J'aurois beaucoup d'autres choses à dire sur ce subjet; mais "'auray tout dit quand j'auray dit que la veufve jalouse de l'honneur de sa condition, lise attentivement les belles Epistres que le grand sainct Hierosmé escrit à Furia et à Salvia, et à toutes ces autres dames qui furent si heureuses que d'estre filles spirituelles d'un si grand Pere: car il ne se peut rien adjouster à ce qu'il leur dit, sinon cest advertissement, que la vraye veufve ne doit jamais ny blasmer, ny censeurer celles qui passent aux secondes, ou mesme troisiesmes et quatriesmes nopces; car en certains cas Dieu en dispose ainsi pour sa plus grande gloire. Et faut tousjours avoir devant les yeux ceste doctrine des anciens, que ny la vuidité, ny la virginité, n'ont point de rang au ciel, que celuy qui leur est assigné par l'humilité.

CHAPITRE XLI.

Un mot aux vierges.

0 VIERGES! je n'ay à vous dire que ces trois mots; car vous treuverez le reste ailleurs.

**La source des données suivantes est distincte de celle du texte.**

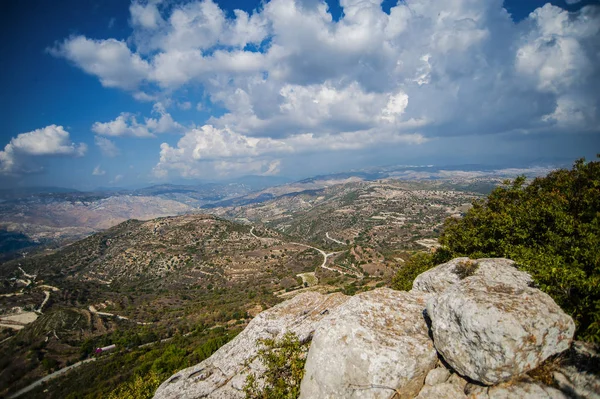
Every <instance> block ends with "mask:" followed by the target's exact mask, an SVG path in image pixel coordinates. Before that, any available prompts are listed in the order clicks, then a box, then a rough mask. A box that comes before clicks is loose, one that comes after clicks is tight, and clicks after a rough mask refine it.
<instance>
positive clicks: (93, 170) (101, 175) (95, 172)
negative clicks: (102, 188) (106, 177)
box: [92, 165, 106, 176]
mask: <svg viewBox="0 0 600 399" xmlns="http://www.w3.org/2000/svg"><path fill="white" fill-rule="evenodd" d="M105 174H106V171H105V170H102V168H100V165H98V166H96V167H95V168H94V170H93V171H92V175H93V176H104V175H105Z"/></svg>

Si vous pretendez au maryage temporel, gardez donc jalousement vostre premier amour pour vostre premier mary. Je pense que c'est une grande tromperie de presenter, en lieu d'un cœur entier et sincere, un cœur tout usé, frelaté et tracassé d'amour. Mais si vostre bonheur vous appelle aux chastes et virginales nopces spirituelles, et qu'à jamais vous veuillez conserver vostre virginité! ô Dieu! conservez vostre amour le plus delicatement que vous pourrez pour cest Espoux divin, qui, estant la pureté mesme, n'ayme rien tant que la pureté, et à qui les premices de toutes choses sont deuës, mais principalement celles de l'amour les Epistres de sainct Hierosme vous fourniront tous les advis qui vous sont necessaires. Et puisque vostre condition vous oblige à l'obeyssance, choysissez une guide sous la conduitte de laquelle vous puissiez plus sainctement desdier vostre cœur et vostre corps à sa divine Majesté.

QUATRIESME PARTIE.

ADVIS NECESSAIRES CONTRE LES TENTATIONS PLUS ORDINAIRES.

CHAPITRE PREMIER.

Qu'il ne faut point s'amuser aux parolles des enfans du monde.

TOUT

UT aussi-tost que les mondains s'appercevront que vous voulez suivre la vie devote, ils decocheront sur vous mille traicts de leur cajollerie et mesdisance: les plus malins calomnieront vostre changement d'hypocrisie, bigotterie et artifice, ils diront que le monde vous a fait mauvais visage, et qu'à son refus vous recourez à Dieu; vos amis s'empresseront à vous fayre un monde de remonstrances fort prudentes et charitables, à leur advis. Vous tomberez (diront-ils), en quelque humeur melancholique, vous perdrez credit au monde, vous vous rendrez insupportable, vous envieillirez devant le tems, vos affaires domestiques en pastiront: il faut vivre au monde comme au monde, on peut bien fayre son salut sans tant de mysteres, et mille telles bagatelles.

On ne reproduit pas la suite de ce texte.